Derrick didn't care, he was enthused about playing it (and has been convinced for two days he was playing "Silent Night" on it). However, by this morning I'd had it with listening to an out of tune (actually never tuned) guitar. So with a bit of google-fu and some playing I determined that it was keyed one octave above a standard guitar and proceeded to tune it.
This tuning wasn't going too badly other than the fact that the strings tended to go from sharp to flat with just a few arc-seconds of adjustment. But then I got to the 3 string (I was tuning starting from the 6 string, since the website I found for reference couldn't give me the up an octave, but could give me an E up an octave). The 3 string was staying flat, so I kept adjusting it a bit tighter -- until it broke.

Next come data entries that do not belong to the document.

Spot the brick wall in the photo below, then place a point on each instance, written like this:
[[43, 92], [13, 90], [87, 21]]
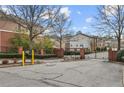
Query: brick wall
[[5, 40]]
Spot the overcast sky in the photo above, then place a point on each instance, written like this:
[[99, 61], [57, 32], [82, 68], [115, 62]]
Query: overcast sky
[[82, 17]]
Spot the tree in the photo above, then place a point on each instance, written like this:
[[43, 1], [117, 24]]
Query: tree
[[110, 20], [61, 24], [35, 18], [46, 43], [19, 40]]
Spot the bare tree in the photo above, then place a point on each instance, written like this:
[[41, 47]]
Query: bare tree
[[35, 18], [110, 20], [61, 26]]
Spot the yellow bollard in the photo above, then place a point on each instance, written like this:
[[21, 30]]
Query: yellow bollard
[[32, 57], [23, 58]]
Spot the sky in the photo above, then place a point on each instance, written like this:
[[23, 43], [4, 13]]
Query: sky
[[82, 17]]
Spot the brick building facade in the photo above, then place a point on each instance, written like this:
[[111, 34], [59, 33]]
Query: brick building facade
[[5, 37]]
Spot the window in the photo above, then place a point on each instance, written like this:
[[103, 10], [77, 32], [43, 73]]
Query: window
[[81, 45]]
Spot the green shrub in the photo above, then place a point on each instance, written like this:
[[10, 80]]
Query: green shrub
[[10, 55], [16, 55], [120, 56], [71, 53]]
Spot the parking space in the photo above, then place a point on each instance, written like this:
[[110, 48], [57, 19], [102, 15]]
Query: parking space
[[85, 73]]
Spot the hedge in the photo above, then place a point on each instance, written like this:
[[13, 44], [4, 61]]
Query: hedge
[[15, 55], [120, 56], [71, 53]]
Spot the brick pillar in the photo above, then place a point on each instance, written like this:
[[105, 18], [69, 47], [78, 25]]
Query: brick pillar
[[20, 49], [112, 55], [82, 53], [59, 52], [42, 52]]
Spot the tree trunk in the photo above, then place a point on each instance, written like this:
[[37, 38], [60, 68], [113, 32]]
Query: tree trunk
[[60, 43], [119, 43], [31, 40]]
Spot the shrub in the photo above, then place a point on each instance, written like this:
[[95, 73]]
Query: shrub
[[71, 53], [120, 56], [10, 55], [5, 61], [16, 55]]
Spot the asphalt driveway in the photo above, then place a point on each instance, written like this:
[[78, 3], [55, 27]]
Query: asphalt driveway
[[86, 73]]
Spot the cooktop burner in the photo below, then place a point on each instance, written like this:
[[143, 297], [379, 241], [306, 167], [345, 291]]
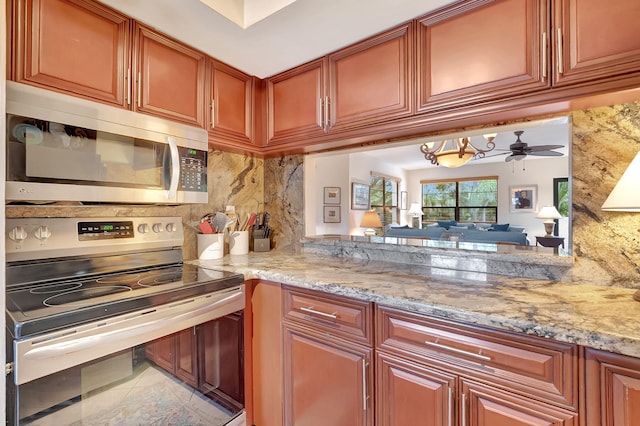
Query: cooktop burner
[[47, 307]]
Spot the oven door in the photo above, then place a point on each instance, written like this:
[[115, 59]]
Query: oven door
[[166, 365]]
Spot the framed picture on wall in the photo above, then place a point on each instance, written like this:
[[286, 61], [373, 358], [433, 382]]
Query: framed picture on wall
[[523, 199], [332, 195], [331, 214], [359, 196]]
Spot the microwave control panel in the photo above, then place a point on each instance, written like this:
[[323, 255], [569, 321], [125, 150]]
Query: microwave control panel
[[193, 169]]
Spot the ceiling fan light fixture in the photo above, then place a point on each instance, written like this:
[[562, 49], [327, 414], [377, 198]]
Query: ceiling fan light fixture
[[459, 152]]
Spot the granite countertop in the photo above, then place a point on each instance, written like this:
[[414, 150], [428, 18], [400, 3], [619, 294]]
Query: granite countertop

The guitar came with one replacement string -- a 1 string. So now we are stuck with a partially tuned guitar (without a guide I cannot tune the 2 or 1 strings) with a broken string. And I have no idea where to get replacement strings for a 25" guitar. I don't know if regular strings would work (and would a regular string cost more than what Tara paid for the whole guitar -- ~$10.00 or $20.00).
During the tuning exercise, I quickly determined that I couldn't play this even if I knew more than a dangerous amount about playing a guitar. The strings are so close I couldn't get my finger on just one, which makes many, if not most, chords rather difficult to strum.
Of course if I thought he'd actually stick to it enough -- and would perhaps have time for lessons -- I'd probably be willing to invest in the not much better guitars that they are selling at Target for about $70.00. I know that those aren't much better than the cheap toys, but at least one would probably survive for more than one tuning. And at least in the same octave I might be able to tune easier and might also be able to do some of my own playing.